Theresa Gerlachs Kommentar zu meinem Aufsatz „Wirtschaftsdemokratie als Einübungspraxis“ gibt mir die Gelegenheit, einige Argumente zu ergänzen und zu präzisieren. Dabei zeige ich, weshalb nicht nur ein demokratisches Ethos, sondern auch ein Gerechtigkeitsethos eine Einübung in demokratischen Praktiken erfordert – eine durchaus überraschende These, die bei Gerlach zu Recht Rückfragen hervorruft. Zudem mache ich geltend, dass die Grundkonstellation des Marktes, also das Verfolgen eigener Interessen inmitten eines allgemeinen Abhängigkeitszusammenhangs, der Ethosbildung nicht entgegensteht. Im Gegenteil: Genau deshalb ist eine anspruchsvolle Ethosbildung so dringlich.
Übereinstimmungen und Divergenzen
Ich schulde Gerlach großen Dank für ihren Kommentar, denn ich fühle mich in meinen zentralen Argumenten verstanden und in wichtigen Anliegen gesehen, was im wissenschaftlichen Austausch keineswegs selbstverständlich ist. Ihre Überlegungen zeichnen sich durch eine wohlwollende und sorgfältige Lektüre meines Aufsatzes aus, ebenso wie durch klar entwickelte und differenzierte kritische Anmerkungen – eine ausgesprochen erfreuliche Einladung zum Weiterdenken.

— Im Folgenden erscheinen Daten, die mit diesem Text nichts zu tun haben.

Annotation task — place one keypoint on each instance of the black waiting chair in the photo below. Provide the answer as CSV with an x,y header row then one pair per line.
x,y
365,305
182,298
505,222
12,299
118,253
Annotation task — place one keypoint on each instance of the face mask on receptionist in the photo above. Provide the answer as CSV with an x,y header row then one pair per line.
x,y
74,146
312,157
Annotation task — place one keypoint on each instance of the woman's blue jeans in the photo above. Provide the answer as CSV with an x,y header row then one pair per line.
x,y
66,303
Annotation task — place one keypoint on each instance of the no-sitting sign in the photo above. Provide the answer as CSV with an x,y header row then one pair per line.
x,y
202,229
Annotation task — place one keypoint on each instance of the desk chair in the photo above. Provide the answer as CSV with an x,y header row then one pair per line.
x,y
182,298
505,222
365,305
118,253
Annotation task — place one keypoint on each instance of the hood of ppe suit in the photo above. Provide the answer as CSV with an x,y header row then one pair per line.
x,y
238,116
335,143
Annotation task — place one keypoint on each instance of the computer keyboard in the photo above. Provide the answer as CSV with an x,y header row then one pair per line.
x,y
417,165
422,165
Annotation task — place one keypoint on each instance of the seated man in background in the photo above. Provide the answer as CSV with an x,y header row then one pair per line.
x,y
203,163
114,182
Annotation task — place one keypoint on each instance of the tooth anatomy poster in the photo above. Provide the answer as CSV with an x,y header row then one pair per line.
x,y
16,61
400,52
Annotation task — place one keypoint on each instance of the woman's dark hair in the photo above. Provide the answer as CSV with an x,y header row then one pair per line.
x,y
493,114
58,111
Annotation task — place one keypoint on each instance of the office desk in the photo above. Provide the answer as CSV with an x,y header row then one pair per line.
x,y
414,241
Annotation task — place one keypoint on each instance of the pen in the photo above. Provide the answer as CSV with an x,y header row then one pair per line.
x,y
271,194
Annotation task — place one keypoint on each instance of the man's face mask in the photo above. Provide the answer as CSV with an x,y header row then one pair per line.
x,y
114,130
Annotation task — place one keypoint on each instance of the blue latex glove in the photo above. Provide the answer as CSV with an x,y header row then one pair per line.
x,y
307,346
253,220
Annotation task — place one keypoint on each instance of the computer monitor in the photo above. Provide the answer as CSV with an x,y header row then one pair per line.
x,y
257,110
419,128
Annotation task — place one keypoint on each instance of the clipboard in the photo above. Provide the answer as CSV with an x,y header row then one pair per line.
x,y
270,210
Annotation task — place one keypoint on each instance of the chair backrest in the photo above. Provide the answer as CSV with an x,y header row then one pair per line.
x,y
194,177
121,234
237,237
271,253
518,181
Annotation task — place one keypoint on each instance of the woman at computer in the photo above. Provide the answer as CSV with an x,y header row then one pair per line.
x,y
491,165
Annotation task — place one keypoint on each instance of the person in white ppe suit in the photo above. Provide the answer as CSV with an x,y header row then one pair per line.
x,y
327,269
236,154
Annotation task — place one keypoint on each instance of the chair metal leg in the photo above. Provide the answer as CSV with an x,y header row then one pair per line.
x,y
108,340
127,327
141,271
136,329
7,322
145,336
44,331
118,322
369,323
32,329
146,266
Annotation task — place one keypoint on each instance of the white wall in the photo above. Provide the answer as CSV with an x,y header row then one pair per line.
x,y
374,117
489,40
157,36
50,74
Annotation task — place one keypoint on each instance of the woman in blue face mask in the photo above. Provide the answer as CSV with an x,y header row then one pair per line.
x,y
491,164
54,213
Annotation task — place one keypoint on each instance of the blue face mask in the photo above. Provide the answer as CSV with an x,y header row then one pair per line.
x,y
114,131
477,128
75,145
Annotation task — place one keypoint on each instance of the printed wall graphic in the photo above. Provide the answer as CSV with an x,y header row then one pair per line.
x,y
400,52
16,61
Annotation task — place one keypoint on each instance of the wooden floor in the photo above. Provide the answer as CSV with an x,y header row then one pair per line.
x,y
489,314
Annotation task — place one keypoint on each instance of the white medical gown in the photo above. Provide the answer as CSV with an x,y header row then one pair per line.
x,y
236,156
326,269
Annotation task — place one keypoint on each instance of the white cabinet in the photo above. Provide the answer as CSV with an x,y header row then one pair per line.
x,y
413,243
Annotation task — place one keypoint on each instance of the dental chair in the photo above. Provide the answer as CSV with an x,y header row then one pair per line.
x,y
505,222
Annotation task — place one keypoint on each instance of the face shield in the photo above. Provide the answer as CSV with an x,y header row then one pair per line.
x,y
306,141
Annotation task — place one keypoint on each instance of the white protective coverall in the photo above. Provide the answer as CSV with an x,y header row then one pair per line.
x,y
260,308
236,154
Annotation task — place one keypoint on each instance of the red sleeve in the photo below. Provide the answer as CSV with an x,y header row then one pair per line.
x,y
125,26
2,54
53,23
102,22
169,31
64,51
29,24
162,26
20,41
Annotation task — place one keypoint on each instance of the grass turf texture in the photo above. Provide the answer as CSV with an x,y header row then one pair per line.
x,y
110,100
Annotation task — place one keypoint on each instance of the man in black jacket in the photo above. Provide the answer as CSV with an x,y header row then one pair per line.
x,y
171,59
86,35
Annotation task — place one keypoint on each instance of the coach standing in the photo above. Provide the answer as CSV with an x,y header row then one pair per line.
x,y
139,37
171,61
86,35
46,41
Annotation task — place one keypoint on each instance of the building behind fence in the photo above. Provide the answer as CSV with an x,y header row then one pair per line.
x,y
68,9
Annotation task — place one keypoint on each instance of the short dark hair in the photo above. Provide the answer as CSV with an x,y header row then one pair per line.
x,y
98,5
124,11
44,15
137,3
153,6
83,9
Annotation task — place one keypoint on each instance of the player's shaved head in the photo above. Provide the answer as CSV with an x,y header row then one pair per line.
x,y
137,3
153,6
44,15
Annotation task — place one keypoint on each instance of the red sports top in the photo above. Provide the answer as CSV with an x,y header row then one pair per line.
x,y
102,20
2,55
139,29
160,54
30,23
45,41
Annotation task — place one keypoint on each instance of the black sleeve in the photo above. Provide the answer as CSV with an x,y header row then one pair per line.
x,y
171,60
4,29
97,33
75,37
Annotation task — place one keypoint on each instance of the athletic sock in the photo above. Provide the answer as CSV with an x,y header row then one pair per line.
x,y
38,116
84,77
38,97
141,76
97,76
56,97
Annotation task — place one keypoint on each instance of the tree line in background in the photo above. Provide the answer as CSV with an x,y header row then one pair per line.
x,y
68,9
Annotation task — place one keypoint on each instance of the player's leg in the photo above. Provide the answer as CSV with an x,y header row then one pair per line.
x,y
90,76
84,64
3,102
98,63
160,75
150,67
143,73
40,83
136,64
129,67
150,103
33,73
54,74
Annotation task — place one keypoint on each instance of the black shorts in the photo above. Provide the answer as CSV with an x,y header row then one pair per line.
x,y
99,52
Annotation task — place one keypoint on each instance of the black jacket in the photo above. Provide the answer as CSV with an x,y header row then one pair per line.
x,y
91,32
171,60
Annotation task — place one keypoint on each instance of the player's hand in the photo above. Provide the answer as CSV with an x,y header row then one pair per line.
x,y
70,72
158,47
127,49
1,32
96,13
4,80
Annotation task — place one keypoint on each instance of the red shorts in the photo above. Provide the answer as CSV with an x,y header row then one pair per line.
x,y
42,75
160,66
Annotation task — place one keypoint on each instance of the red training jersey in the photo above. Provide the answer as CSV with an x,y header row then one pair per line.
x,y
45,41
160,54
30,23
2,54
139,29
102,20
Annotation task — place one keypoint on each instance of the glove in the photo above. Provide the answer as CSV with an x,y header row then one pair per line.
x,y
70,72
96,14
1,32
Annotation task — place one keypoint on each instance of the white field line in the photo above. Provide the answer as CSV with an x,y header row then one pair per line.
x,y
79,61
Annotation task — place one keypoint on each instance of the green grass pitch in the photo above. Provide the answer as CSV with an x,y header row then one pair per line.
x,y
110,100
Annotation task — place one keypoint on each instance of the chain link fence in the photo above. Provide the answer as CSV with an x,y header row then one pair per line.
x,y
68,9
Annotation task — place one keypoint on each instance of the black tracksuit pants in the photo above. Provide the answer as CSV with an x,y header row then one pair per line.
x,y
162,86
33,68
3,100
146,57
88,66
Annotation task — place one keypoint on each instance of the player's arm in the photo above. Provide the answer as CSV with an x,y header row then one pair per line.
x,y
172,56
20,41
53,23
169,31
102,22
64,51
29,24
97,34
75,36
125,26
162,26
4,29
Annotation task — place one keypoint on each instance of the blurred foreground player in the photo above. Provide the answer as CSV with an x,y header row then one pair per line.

In vielen zentralen Punkten scheint Gerlach mir zuzustimmen: Das betrifft die grundlegende Perspektive, dass Bildung nicht auf Familie oder Schule beschränkt bleiben darf, sondern vor allem in der ökonomischen Sphäre ansetzen muss, unter anderem aufgrund ihrer lebenspraktischen Dominanz, ihrer Unausweichlichkeit und der großen Dichte ökonomischer Kooperation. Ebenso teilt sie die Auffassung, dass diese Bildung nicht beliebig bleiben kann, sondern auf die habituelle Formierung moralischer Dispositionen im Sinne eines Ethos demokratischer Gerechtigkeit zielen muss, woraus sich letztlich weitreichende institutionelle Konsequenzen ergeben, die auf eine tiefgreifende Demokratisierung der Wirtschaft hinauslaufen. Bei aller grundsätzlichen Übereinstimmung beschränke ich mich im Folgenden jedoch auf die Diskussion jener Aspekte, bei denen ein partieller Dissens bestehen könnte.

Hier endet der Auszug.